New Education Secretary: some thoughts

No. 10 Downing Street, where it all happened. Photo is copyright of

No. 10 Downing Street, where it all happened. Photo is copyright of

Just as I was going to take a bit of a break from updating this website several times a week, in order to focus on a Bett guide, Bett preview and a couple of books, the Prime Minister decided to hold a cabinet reshuffle. So inconsiderate. Anyway, as part of that reshuffle, Justine Greening, the Education Secretary, resigned. She has been replaced by Damian Hinds.

I liked Justine Greening for two reasons. First, she struck me as someone who actually listened to teachers and other educationalists. Secondly, since she took over the reins at Sanctuary Buildings education technology and associated matters were back on the agenda. After several years of 'coding, coding, coding' there was suddenly a real possibility that issues such as digital literacy might be promoted -- really, not just as lip service.

Ms Greening was due to open the Bett show, which was also a good sign methinks, and I had been hoping to meet her.

So, I don't know where ed tech will stand on Mr Hinds' watch. I do know that he faces a few other challenges, such as teacher recruitment, school funding and, I should think, change fatigue. I was somewhat alarmed when I read somewhere that he is a reformist, because what I think we need for a while is a consolidationist, if such a word exists. On the other hand, he did tweet:

Delighted to be appointed Education Secretary – looking forward to working with the great teachers & lecturers in our schools, colleges & universities giving people the opportunities to make the most of their lives.

I note the use of the word 'with' as opposed to 'on' -- always a good sign!

If reform is back/still on the agenda, one especially welcome change would be the reintroduction of a wider variety of IT-related qualifications at GCSE and 'A' Level.

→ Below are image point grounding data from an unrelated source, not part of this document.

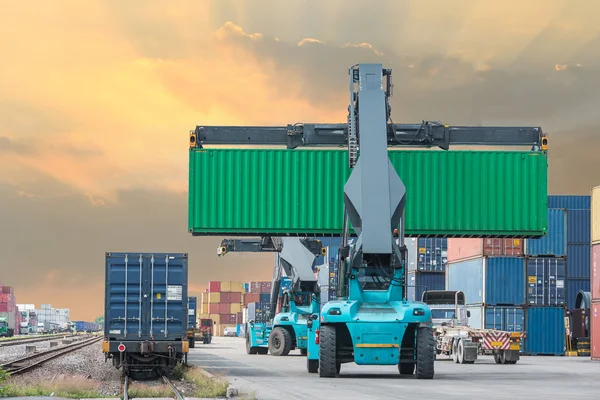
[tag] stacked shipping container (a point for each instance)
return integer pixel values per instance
(426, 259)
(224, 302)
(595, 275)
(8, 311)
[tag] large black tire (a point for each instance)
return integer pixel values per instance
(280, 342)
(312, 366)
(425, 352)
(328, 352)
(250, 349)
(406, 369)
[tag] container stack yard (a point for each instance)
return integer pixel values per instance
(491, 274)
(9, 314)
(427, 259)
(594, 310)
(224, 302)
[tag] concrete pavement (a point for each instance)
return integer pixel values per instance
(269, 377)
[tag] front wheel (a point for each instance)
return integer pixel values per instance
(425, 353)
(280, 342)
(249, 348)
(328, 352)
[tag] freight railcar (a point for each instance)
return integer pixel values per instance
(146, 311)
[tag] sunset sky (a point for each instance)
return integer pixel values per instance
(97, 99)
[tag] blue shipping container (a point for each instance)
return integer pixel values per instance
(510, 319)
(573, 286)
(545, 331)
(546, 281)
(555, 242)
(192, 316)
(418, 282)
(427, 254)
(489, 280)
(578, 261)
(579, 226)
(569, 202)
(146, 296)
(264, 297)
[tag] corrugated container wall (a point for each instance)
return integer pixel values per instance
(572, 287)
(569, 202)
(489, 280)
(595, 278)
(545, 327)
(555, 243)
(460, 249)
(164, 277)
(427, 254)
(595, 215)
(578, 260)
(467, 193)
(546, 281)
(418, 282)
(595, 330)
(511, 319)
(578, 226)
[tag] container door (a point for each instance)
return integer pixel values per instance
(167, 307)
(535, 281)
(125, 308)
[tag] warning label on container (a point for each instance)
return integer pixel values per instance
(174, 292)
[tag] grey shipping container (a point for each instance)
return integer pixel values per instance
(146, 296)
(546, 281)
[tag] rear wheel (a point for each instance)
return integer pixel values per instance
(406, 369)
(328, 352)
(425, 353)
(312, 366)
(280, 342)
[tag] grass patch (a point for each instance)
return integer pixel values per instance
(68, 387)
(137, 389)
(206, 387)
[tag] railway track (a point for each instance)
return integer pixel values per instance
(27, 363)
(14, 342)
(125, 387)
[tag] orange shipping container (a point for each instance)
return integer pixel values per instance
(251, 298)
(460, 249)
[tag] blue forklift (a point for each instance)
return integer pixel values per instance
(281, 332)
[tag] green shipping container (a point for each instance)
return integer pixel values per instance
(300, 192)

As well as providing variety, it would probably go some way to encouraging more girls to take the subject to higher levels. (See the pretty grim statistics I cited in my article about the Royal Society report, After the Reboot.)

This website wishes Mr Hinds all the best in his new role. And if he needs any suggestions of names of educators who have been around for a few years and who also know about education technology I'd be happy to supply them.